‘Summer 82: When Zappa came to Sicily’ is a moving documentary by Salvo Cuccia that intertwines Frank Zappa’s Sicilian concert with the director’s personal and spiritual journey.
In this Exclusive Interview Salvo Cuccia tells us how the documentary came to life:
Tell me about your passion for Frank Zappa…
It begun in the 70s, when I used to play. As a matter of fact, I bought a guitar in New York and I had to wait for three months to get that Gibson SG that he used to play. This musical discovery has been crucial for me, because it taught me so many things I ignored at the time and that eventually helped me become the film-maker I am today. I’ve worked with music a lot, and Frank Zapppa’s lesson is essential to listen to all music genres.
What is the trait you like most of his music?
The irony of his lyrics that work as counterpoint to more serious compositions. The way he managed to fit in desecrating lyrics, that were extremely amusing and that he used to mock the American media, to fight is civil battle against censorship.
How did ‘Summer 82: When Zappa came to Sicily’ come to life?

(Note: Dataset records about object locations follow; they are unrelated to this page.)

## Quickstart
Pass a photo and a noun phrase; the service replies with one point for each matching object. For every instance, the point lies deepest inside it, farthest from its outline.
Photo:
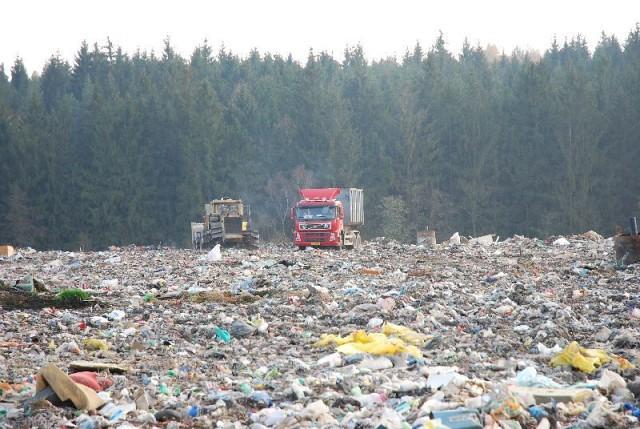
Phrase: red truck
(328, 217)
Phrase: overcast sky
(37, 29)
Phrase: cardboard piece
(84, 365)
(82, 397)
(544, 395)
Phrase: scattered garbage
(214, 254)
(7, 250)
(509, 333)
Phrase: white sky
(36, 29)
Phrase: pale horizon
(291, 27)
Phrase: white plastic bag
(214, 254)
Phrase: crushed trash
(470, 333)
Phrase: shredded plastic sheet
(393, 340)
(585, 360)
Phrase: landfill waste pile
(482, 333)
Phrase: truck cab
(321, 220)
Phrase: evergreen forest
(122, 148)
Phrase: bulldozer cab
(226, 207)
(226, 221)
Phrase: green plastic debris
(223, 335)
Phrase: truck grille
(314, 226)
(315, 236)
(232, 225)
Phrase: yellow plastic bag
(95, 344)
(585, 360)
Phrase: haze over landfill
(283, 215)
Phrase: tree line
(121, 148)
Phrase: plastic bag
(374, 343)
(214, 254)
(529, 377)
(585, 360)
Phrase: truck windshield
(319, 212)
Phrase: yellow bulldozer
(226, 222)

It was a very particular moment of my life, my father suddenly became ill and this determined a transition in my life, since he died soon after our trip. During his sickness Zappa was on tour in Italy and I was on military service in Pordenone, but I decided I wanted to attend the concert in my city, on the day of my birthday. Unfortunately I didn’t make it in time, but I took this long road trip with my dad, that turned out to be a very spiritual journey for us, since we recuperated our father and son relationship.
In the documentary, your personal story runs in parallel to Frank’s concert in Sicily…
That was a sort of counterpoint too, with some melodramatic flair, but Zappa lightens up the heart-rending journey I had with my father.
In the making of the movie how was it to spend time with the “Zappas?”
Fantastic! His children are wonderful. I met his son Dweezil for the first time in Naples, he had a concert ‘Zappa plays Zappa’ and then he started to play, his face changed into something heavenly, as he played his father’s music. After that I also got to meet Frank’s daughters Diva and Moon Unit and his wife Gail. While shooting the documentary I took Dweezil in a recording studio and I gave him a fender and we jammed a little. He vents his emotion through music. I used some of the pieces we recorded in Partinico for the documentary’s soundtrack.
What was Frank’s perception of Italy as opposed to the one of his family?
Frank describes his impressions of Partinico in the documentary, he registered reality in a very truthful manner, with its pros and cons. He had the ability of giving a very sensitive and deep response of what he saw. As for his family, his children in particular have been very affected by this experience. Some episodes in Italy, have made them discover their origins and will mark them forever.
Frank Zappa’s Man from Utopia came from Italy…
This is key to Frank Zappa’s beliefs. His father had bequeathed him the idea that everything started from Sicily, culture, art. And Frank he always carried this thought with him.
Is it easier to see the beauties of Italy from afar?
This occurs to me when I’m invited to American universities: I fall in love once again with my home country. But it’s always important to have a strong sense of reality, as Gail said in the documentary: to put together contrasting materials. That’s what life is about.